Characterization of ROMK cellular heterogeneity along the mouse kidney thick ascending limb

Abstract

The renal thick ascending limb (TAL) plays a key role in water and ion homeostasis. Apical potassium secretion via the renal outer medullary potassium channel (ROMK) is essential for transepithelial sodium reabsorption via the furosemide-sensitive Na-K-2Cl-cotransporter and creates the electrochemical gradient for paracellular ion transport through Claudin tight junction proteins. Interestingly, the TAL exhibits transcriptomic heterogeneity and variable apical ROMK abundance. Single-cell RNA sequencing suggests that the cortical TAL consists of at least three distinct cell types, but whether ROMK distribution aligns with these types remains unclear. We analyzed perfusion-fixed mouse kidneys using RNAscope in situ hybridization (ISH), iterative indirect immunofluorescence imaging (4i multiplexing), and machine learning.
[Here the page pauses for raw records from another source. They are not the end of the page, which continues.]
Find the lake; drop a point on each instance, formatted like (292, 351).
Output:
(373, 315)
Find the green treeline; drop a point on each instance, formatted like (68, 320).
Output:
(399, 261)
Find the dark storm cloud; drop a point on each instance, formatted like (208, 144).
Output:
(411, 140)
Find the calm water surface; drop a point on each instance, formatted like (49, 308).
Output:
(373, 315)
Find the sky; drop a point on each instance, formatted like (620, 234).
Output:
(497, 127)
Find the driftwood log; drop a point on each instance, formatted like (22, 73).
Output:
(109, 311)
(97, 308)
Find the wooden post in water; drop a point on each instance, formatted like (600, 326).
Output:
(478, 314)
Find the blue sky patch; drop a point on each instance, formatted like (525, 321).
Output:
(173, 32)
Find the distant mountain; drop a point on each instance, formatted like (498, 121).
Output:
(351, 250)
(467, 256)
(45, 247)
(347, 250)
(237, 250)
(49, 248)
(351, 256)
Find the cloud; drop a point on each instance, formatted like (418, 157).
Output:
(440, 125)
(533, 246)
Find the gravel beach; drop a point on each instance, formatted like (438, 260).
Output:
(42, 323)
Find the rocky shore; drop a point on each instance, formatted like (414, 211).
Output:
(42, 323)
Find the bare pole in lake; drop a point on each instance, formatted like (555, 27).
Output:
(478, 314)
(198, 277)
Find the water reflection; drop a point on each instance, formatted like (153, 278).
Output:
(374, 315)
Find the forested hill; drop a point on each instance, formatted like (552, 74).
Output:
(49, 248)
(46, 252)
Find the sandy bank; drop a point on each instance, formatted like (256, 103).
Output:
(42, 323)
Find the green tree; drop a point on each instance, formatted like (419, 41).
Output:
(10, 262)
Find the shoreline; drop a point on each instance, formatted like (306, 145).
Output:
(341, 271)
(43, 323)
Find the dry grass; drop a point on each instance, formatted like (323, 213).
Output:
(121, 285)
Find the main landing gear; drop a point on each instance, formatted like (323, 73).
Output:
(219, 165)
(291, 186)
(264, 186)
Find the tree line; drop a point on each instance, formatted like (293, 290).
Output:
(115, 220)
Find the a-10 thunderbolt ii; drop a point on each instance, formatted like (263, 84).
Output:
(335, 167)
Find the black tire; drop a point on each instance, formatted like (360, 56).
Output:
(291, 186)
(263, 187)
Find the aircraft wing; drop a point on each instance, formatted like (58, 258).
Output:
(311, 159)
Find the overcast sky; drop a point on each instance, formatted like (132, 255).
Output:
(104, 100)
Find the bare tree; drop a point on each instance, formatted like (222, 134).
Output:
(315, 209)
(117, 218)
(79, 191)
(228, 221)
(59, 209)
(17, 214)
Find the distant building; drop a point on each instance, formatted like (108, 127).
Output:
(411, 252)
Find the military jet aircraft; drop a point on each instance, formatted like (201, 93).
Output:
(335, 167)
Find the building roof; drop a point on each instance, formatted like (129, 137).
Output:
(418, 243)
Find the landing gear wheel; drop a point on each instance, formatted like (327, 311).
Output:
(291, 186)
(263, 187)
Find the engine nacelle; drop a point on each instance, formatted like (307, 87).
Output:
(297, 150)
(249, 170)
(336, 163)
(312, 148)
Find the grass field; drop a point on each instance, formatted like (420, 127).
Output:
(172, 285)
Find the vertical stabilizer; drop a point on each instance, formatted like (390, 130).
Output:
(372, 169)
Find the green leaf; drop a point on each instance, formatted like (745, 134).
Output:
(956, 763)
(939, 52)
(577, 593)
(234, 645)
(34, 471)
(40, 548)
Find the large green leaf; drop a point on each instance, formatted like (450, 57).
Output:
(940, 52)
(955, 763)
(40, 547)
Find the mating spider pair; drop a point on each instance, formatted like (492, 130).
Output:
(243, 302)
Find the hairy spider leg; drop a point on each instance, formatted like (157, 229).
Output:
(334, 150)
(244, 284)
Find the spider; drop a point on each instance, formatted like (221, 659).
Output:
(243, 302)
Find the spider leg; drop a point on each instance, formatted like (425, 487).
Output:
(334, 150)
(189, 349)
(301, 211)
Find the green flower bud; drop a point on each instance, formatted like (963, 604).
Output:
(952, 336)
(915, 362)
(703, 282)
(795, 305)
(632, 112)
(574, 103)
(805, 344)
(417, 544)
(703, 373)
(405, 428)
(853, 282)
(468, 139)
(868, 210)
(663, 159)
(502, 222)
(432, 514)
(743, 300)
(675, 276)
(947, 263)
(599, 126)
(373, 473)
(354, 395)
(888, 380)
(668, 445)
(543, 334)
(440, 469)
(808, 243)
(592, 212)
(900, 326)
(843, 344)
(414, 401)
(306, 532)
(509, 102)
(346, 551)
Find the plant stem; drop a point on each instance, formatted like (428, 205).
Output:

ROMK mRNA expression was seen in all TAL cells. In contrast, apical ROMK protein abundance was found on almost all macula densa (MD) cells but was heterogeneous along the rest of the TAL. In the remaining TAL, only about 60% of the TAL cells had strong apical ROMK staining, while 40% lacked apical ROMK but showed weak perinuclear signals. ISH revealed that apical ROMK-positive cells express Ptger3 mRNA, whereas apical ROMK-negative cells express Foxq1 mRNA. Multiplexing analysis showed that ROMK-positive cells form Claudin-10b-positive tight junctions, while ROMK-negative cells form Claudin-16/19-positive junctions and express basolateral Kir4.1. Despite universal ROMK mRNA expression, apical ROMK distribution aligns with molecularly distinct TAL cell types. This unique ROMK expression pattern suggests functional heterogeneity for ROMK along the TAL.